My dad, if you ask him, doesn’t struggle with hearing loss. It’s the people around him who are speaking too softly. How inconsiderate.

Funny thing is, those same people – me, my brothers, mum, his best friend Bruce, the newsreaders on telly have, until recently, spoken perfectly audibly.

These days, if I want him to hear me, I have to be in front of him (preferably slightly to his left). Go to his place and the TV volume is turned up so high the neighbours can hear it. When he’s talking on the phone, he shouts as though it’s not him who’s losing his hearing. He sounds rude and impatient and that’s awful, because he’s anything but.

Just as an FYI, you should know that this post is sponsored by Australian Hearing. But all opinions expressed by the author are 100 per cent authentic and written in their own words.

My dad is the nicest, gentlest man on the planet. People describe him as ‘a true gentleman’. Or they did – and that’s what worries us.
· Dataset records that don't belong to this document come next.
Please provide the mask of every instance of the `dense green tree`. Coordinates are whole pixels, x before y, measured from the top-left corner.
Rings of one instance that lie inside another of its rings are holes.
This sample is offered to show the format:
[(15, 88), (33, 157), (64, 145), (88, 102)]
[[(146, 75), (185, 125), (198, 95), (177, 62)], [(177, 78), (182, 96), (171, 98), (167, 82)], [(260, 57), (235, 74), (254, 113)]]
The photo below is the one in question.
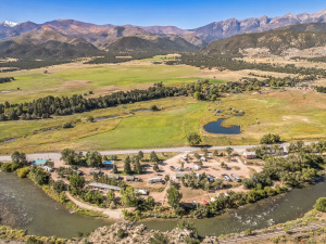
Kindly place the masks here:
[(167, 203), (173, 208), (179, 205), (183, 194), (173, 185), (167, 189)]
[(110, 203), (115, 201), (115, 193), (114, 193), (113, 190), (110, 190), (110, 191), (106, 193), (106, 200), (108, 200)]
[(127, 156), (126, 159), (125, 159), (125, 163), (124, 163), (124, 171), (125, 171), (125, 174), (129, 175), (131, 172), (130, 163), (131, 163), (130, 157)]
[(11, 159), (12, 159), (12, 163), (14, 164), (18, 164), (21, 166), (24, 166), (27, 164), (27, 158), (26, 158), (26, 155), (25, 153), (20, 153), (17, 151), (15, 151), (12, 155), (11, 155)]
[(127, 187), (125, 190), (122, 189), (120, 191), (121, 194), (121, 203), (127, 207), (134, 207), (138, 203), (137, 194), (135, 193), (135, 189), (131, 187)]
[(82, 176), (73, 175), (70, 177), (70, 185), (73, 194), (80, 194), (85, 187), (85, 178)]
[(102, 156), (99, 152), (87, 152), (85, 159), (90, 167), (99, 167), (102, 165)]
[(326, 213), (326, 197), (319, 197), (314, 205), (314, 208), (318, 211)]
[(61, 152), (61, 160), (67, 165), (80, 165), (84, 163), (83, 153), (76, 153), (74, 150), (65, 149)]
[(113, 171), (113, 174), (117, 174), (117, 167), (116, 167), (116, 165), (113, 165), (112, 171)]
[(63, 182), (63, 180), (57, 180), (53, 182), (52, 188), (57, 193), (61, 193), (65, 189), (65, 183)]
[(187, 134), (187, 141), (190, 145), (199, 145), (201, 143), (201, 138), (197, 132), (190, 132)]

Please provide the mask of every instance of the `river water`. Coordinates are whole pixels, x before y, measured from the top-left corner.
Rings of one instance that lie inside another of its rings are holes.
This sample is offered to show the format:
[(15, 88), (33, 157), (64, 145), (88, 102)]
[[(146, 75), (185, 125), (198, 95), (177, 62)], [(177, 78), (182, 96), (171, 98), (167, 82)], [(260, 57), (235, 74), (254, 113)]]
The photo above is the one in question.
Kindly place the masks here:
[[(234, 233), (248, 228), (261, 229), (302, 217), (322, 196), (326, 196), (324, 180), (215, 218), (193, 221), (200, 235)], [(79, 231), (91, 232), (98, 227), (112, 223), (103, 219), (70, 214), (30, 180), (5, 172), (0, 172), (0, 218), (2, 224), (28, 230), (29, 234), (60, 237), (73, 237)], [(141, 222), (149, 229), (167, 231), (174, 229), (177, 221), (152, 219)]]
[(70, 211), (29, 179), (0, 172), (0, 223), (41, 236), (74, 237), (112, 222)]

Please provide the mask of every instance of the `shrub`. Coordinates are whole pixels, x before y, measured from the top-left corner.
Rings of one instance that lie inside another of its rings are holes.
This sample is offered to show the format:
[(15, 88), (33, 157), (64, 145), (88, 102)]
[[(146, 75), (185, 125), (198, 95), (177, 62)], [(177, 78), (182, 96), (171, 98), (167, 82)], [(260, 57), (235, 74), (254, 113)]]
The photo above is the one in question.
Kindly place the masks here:
[(26, 176), (28, 175), (28, 172), (29, 172), (29, 168), (28, 167), (17, 169), (17, 175), (21, 178), (26, 178)]
[(117, 237), (123, 239), (125, 237), (126, 233), (123, 229), (118, 229), (116, 232)]
[(168, 237), (162, 233), (154, 233), (153, 237), (149, 240), (150, 244), (167, 244)]
[(316, 204), (314, 205), (314, 208), (318, 211), (326, 213), (326, 197), (318, 198)]

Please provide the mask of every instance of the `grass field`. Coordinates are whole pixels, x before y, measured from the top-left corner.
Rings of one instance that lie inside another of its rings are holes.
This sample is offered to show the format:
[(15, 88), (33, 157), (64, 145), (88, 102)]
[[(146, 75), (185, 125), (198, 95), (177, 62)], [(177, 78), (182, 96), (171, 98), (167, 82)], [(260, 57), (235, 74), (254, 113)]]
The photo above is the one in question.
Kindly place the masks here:
[[(105, 65), (95, 67), (68, 68), (49, 74), (40, 70), (10, 73), (15, 81), (1, 84), (0, 102), (25, 102), (46, 95), (72, 95), (93, 91), (96, 95), (121, 89), (147, 88), (154, 82), (164, 84), (196, 81), (198, 77), (180, 78), (196, 75), (198, 68), (171, 65)], [(0, 74), (0, 77), (9, 74)], [(20, 88), (21, 90), (17, 90)]]
[[(233, 76), (236, 79), (250, 72), (220, 73), (199, 70), (190, 66), (150, 64), (152, 60), (164, 57), (155, 56), (122, 65), (83, 67), (82, 64), (65, 64), (49, 67), (49, 74), (43, 74), (43, 69), (10, 73), (17, 80), (1, 84), (0, 90), (14, 92), (1, 93), (0, 102), (24, 102), (49, 94), (71, 95), (89, 90), (95, 92), (93, 97), (99, 97), (116, 90), (147, 88), (159, 81), (179, 86), (180, 82), (210, 78), (211, 82), (218, 84), (225, 82), (220, 79), (228, 80)], [(17, 91), (17, 87), (22, 91)], [(0, 123), (0, 154), (10, 154), (15, 150), (25, 153), (58, 152), (65, 147), (86, 151), (180, 146), (187, 144), (186, 136), (191, 131), (200, 132), (203, 144), (211, 145), (256, 144), (263, 134), (269, 132), (279, 133), (286, 141), (316, 141), (325, 139), (326, 134), (325, 104), (325, 94), (312, 90), (267, 89), (264, 94), (231, 94), (214, 103), (196, 101), (189, 97), (166, 98), (51, 119), (4, 121)], [(129, 113), (133, 110), (149, 108), (151, 105), (164, 108), (159, 112)], [(229, 107), (246, 114), (242, 117), (230, 116)], [(214, 116), (214, 108), (224, 110), (224, 116)], [(87, 123), (89, 115), (95, 118), (117, 117)], [(241, 133), (223, 136), (203, 130), (205, 124), (218, 118), (227, 118), (225, 126), (240, 125)], [(62, 129), (64, 123), (75, 126), (72, 129)], [(12, 138), (18, 139), (3, 143)]]
[[(164, 107), (159, 112), (137, 112), (151, 105)], [(187, 144), (186, 134), (197, 131), (202, 134), (203, 144), (235, 145), (256, 144), (265, 133), (279, 133), (285, 141), (325, 139), (326, 98), (314, 91), (271, 91), (266, 94), (235, 94), (222, 98), (215, 103), (199, 102), (192, 98), (167, 98), (135, 104), (120, 105), (105, 110), (72, 116), (40, 119), (35, 121), (7, 121), (0, 124), (0, 139), (18, 138), (0, 143), (1, 154), (20, 150), (32, 152), (57, 152), (65, 147), (75, 150), (110, 150), (170, 147)], [(228, 107), (242, 110), (242, 117), (214, 116), (213, 108), (228, 112)], [(87, 123), (93, 117), (118, 116), (97, 123)], [(227, 118), (228, 125), (240, 125), (242, 132), (236, 136), (208, 133), (203, 126), (218, 118)], [(73, 123), (72, 129), (60, 127)], [(258, 123), (259, 121), (259, 123)]]

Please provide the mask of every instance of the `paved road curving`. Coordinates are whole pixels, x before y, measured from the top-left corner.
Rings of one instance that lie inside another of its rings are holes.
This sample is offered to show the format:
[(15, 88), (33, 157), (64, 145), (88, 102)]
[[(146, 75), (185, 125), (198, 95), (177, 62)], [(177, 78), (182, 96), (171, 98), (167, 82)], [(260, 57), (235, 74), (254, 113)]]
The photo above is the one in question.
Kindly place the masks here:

Mum, especially, because she’s the one who has to live with it, who has to apologise to the neighbours about the TV volume and smooth things over when he misses chunks of conversation.

Just last week, she told me they’d been to lunch with ‘the crew’, as she calls their group of sixty-something pals, and it hadn’t gone well.

“Dad’s really upset,” she said. “Bruce was telling a story about their trip to Melbourne for the tennis and dad kept asking him to speak up and Bruce said, ‘Did you forget your hearing trumpet, mate.’ Everybody laughed but your father’s really hurt.”

My heart broke a little but mum and I both know Bruce had a point. Dad knows it too. He’s losing his hearing and it’s annoying not only for him but for the people around him and our worry is if he doesn’t address it, his quality of life will start to suffer. The invitations won’t completely dry up but they’ll get fewer and become less enjoyable.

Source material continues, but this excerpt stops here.